Suzanne, a warm welcome to the club of successful coal burning :up: I'm glad you've figured it out and made it thru your first full day's burn. It was hard for me to learn that to keep it going the best thing to do was do as little as was necessary ;) I use to shake it down every four hours and I'd get crunchy ash instead of the more powdery variety. Now I just load it up, damp it down and let it run for 12 - 14 hours before I shake & poke. I'll end up with a full pan (like in the picture) and maybe a bit more until I see some reds in the ash and a nice glow in the ash drop. That's the sign I use to load up, in stages of course.

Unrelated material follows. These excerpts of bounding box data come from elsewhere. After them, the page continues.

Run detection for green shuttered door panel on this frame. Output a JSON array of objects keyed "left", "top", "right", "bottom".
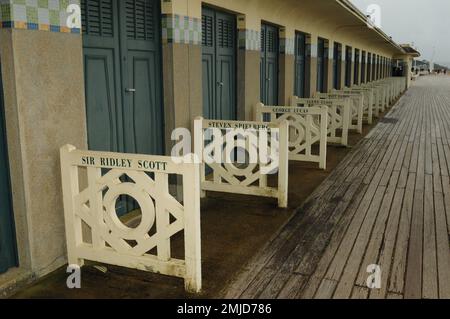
[
  {"left": 81, "top": 0, "right": 164, "bottom": 155},
  {"left": 317, "top": 38, "right": 326, "bottom": 92},
  {"left": 202, "top": 8, "right": 237, "bottom": 120},
  {"left": 345, "top": 47, "right": 352, "bottom": 87},
  {"left": 353, "top": 49, "right": 359, "bottom": 84},
  {"left": 333, "top": 43, "right": 342, "bottom": 90},
  {"left": 261, "top": 24, "right": 279, "bottom": 105},
  {"left": 294, "top": 32, "right": 306, "bottom": 97},
  {"left": 0, "top": 62, "right": 17, "bottom": 274}
]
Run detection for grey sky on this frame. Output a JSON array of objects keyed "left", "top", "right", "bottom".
[{"left": 350, "top": 0, "right": 450, "bottom": 66}]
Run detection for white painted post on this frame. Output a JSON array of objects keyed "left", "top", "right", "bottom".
[
  {"left": 183, "top": 160, "right": 202, "bottom": 293},
  {"left": 319, "top": 106, "right": 328, "bottom": 170},
  {"left": 278, "top": 121, "right": 289, "bottom": 208},
  {"left": 60, "top": 145, "right": 84, "bottom": 267}
]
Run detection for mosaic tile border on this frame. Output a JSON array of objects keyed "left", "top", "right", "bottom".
[
  {"left": 161, "top": 14, "right": 202, "bottom": 45},
  {"left": 0, "top": 0, "right": 81, "bottom": 34},
  {"left": 238, "top": 29, "right": 261, "bottom": 51}
]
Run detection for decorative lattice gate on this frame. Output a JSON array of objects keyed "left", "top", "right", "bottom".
[{"left": 61, "top": 146, "right": 202, "bottom": 292}]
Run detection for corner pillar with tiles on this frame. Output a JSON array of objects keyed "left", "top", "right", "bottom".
[
  {"left": 0, "top": 0, "right": 87, "bottom": 283},
  {"left": 278, "top": 28, "right": 295, "bottom": 105},
  {"left": 161, "top": 0, "right": 203, "bottom": 151},
  {"left": 237, "top": 15, "right": 261, "bottom": 120}
]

Good for another 12+ :) :D :lol:

Stay warm ... still more winter on the way!
VigIIPeaBurner
 
Hot Air Coal Stoker Furnace: Keystoker Koker
Hand Fed Coal Stove: Vermont Casting Vigilant II 2310
Other Heating: #2 Oil Furnace

Re: vermont castings stove, need info

PostBy: maine2005 On: Sat Feb 21, 2009 10:10 pm

Still perking away at 500, living room is at 82, a little too warm, but who's complaining? I think I'm still poking the fire too often, but only 3 times today, lightly, and lightly across the bottom grille opening once, carefully and at an angle, instead of slicing and shaking all day long--we had formerly been trying to break up all the ash every time we sliced. Instead, today we went about our business, and every time I checked the stove it had nice blue flames and was sitting at 500 and there were few ashes in the pan. I did forget to load the fresh coal in layers (I checked your instructions too late). I'd tipped a hod's worth in, but as soon as I realized it was too much at one time, I took the advice that someone here gave and ran the slicer across the top of the coal bed, just far enough down to let some air in. No harm done. Flames came right back. We have a great fire. I'm so relieved. The stove seems like a whole different animal. Chalk our difficulties up to "operator error." Yes, plenty of winter left for us to perfect our skills. Thanks again for your helpful free advice, as well as the help we got from the whole team in the forum. I'm longwinded here, but only to let you know that the suggestions from the group here really worked for me.